On n'aurait donc été choqué à Rome de ce que les récits grecs rapportent des relations sociales qu'en ce que le rapport au plaisir singulariserait un.e qui donne et un.e qui prend. Et celui qui donne n'étant pas celui qui prend, il se prive de sa dignité pour la donner à celui qui prend. Cette situation est infamante. Il faut donc lire les épisodes des bucoliques que comme des transitions de genres littéraires grecs vers les formes culturelles romaines et non au premier degré à la manière de relations directes de situations sociales vécues : Virgile entend honorer la Grèce et insère dans ses textes les topoï et les formes littéraires grecques, tout en les adaptant au genre romain qu'il invente : l'oeuvre est avant tout littéraire et, à l'époque, les lecteurs érudits ne s'y seraient pas trompés.

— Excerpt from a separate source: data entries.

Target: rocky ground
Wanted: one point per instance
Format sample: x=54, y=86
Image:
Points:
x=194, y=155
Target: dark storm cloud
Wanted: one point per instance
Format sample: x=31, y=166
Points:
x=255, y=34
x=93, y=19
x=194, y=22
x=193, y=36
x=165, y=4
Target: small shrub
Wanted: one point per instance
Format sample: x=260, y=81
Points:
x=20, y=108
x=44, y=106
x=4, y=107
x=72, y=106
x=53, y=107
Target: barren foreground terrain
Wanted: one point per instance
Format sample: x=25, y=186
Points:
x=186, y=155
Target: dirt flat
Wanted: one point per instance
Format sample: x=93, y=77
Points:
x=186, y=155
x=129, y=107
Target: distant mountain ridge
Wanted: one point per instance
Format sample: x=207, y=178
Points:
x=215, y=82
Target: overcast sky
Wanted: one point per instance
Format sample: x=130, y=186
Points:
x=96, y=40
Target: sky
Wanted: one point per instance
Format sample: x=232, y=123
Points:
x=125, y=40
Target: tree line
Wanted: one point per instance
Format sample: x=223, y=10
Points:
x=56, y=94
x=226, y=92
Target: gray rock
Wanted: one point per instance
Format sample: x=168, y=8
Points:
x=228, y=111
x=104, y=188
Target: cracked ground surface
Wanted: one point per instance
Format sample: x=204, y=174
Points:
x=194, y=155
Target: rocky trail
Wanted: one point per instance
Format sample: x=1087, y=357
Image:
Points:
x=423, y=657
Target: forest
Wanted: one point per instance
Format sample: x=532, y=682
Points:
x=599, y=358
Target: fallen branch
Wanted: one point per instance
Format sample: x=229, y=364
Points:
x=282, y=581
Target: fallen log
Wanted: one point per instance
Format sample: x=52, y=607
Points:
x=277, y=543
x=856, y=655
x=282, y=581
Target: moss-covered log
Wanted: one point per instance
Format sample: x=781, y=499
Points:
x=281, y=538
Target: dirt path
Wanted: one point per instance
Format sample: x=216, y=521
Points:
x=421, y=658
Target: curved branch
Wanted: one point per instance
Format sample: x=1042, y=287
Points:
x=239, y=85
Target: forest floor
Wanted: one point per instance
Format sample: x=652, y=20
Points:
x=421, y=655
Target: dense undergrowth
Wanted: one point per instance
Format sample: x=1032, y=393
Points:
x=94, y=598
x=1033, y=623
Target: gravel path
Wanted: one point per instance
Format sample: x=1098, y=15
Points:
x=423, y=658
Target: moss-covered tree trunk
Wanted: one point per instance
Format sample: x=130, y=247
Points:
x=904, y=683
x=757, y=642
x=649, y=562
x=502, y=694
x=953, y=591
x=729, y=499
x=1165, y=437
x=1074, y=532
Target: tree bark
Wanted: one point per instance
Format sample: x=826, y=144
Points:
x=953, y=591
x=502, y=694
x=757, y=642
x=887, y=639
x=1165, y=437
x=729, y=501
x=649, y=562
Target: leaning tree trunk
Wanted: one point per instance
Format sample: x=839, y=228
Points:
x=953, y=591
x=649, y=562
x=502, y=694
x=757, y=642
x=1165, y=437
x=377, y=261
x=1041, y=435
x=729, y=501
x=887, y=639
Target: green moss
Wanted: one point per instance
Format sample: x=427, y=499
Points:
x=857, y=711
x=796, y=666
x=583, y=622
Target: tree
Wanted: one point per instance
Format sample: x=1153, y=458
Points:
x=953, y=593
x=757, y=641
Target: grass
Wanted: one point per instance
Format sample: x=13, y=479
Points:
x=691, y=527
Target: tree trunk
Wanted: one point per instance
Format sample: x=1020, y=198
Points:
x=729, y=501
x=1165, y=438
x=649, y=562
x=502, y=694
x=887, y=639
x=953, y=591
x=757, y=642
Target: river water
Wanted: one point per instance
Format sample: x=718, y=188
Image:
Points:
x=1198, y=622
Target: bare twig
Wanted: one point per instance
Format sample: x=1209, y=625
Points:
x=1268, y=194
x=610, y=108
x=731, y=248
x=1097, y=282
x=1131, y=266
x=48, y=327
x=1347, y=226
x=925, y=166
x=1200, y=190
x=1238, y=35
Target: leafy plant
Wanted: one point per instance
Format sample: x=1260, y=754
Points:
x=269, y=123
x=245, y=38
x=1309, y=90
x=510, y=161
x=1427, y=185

La sexualité est donc plutôt débridée et les catégories nées au XIXème siècle n'y existent pas (homo, hétéro, bi, etc). Ce qui existe, c'est le désir et l'érotisme, qui s'exerce en présence des corps et que la convenance amène à modérer. L'insulte et l'infamie ne vient pas des comportements - sauf s'ils ont lieu entre citoyens romains, prétendus pater - mais des abus - quels que soient le sexe des intervenants : ce n'est pas abandonner sa qualité de pater ou sa prétention à y accéder que de satisfaire son désir, mais ce le devient que de se présenter publiquement avec une capacité intellectuelle mise sous dépendance de son désir charnel. le libidineux (et sans doute aussi la nymphomane) est moqué car il n'a plus la dignité que confère la maîtrise de soi exprimée par la modération et la continence. de même, il ne convient que le désir pour un corps ne s'exprime que pour une personne jeune, qui donne du moins l'apparence de l'innocence, susceptible de justifier un désir "pur" - tandis que la personne âgée qui s'arrange pour faire disparaître les effets de l'âge (fards, épilation, etc) est doublement subversive : elle échappe à la dignité qu'elle se doit à elle-même de cesser de jouer au "puer", forme romanisée et socialement acceptable à Rome de l'éromène grec – sous réserve, en plus, d'être esclave – et à celle de modérer ses penchants. le vocabulaire de ces types de personnages, socialement tolérés ou au contraire des insultes formulées envers ceux qui ne le sont pas, forme tout un lexique.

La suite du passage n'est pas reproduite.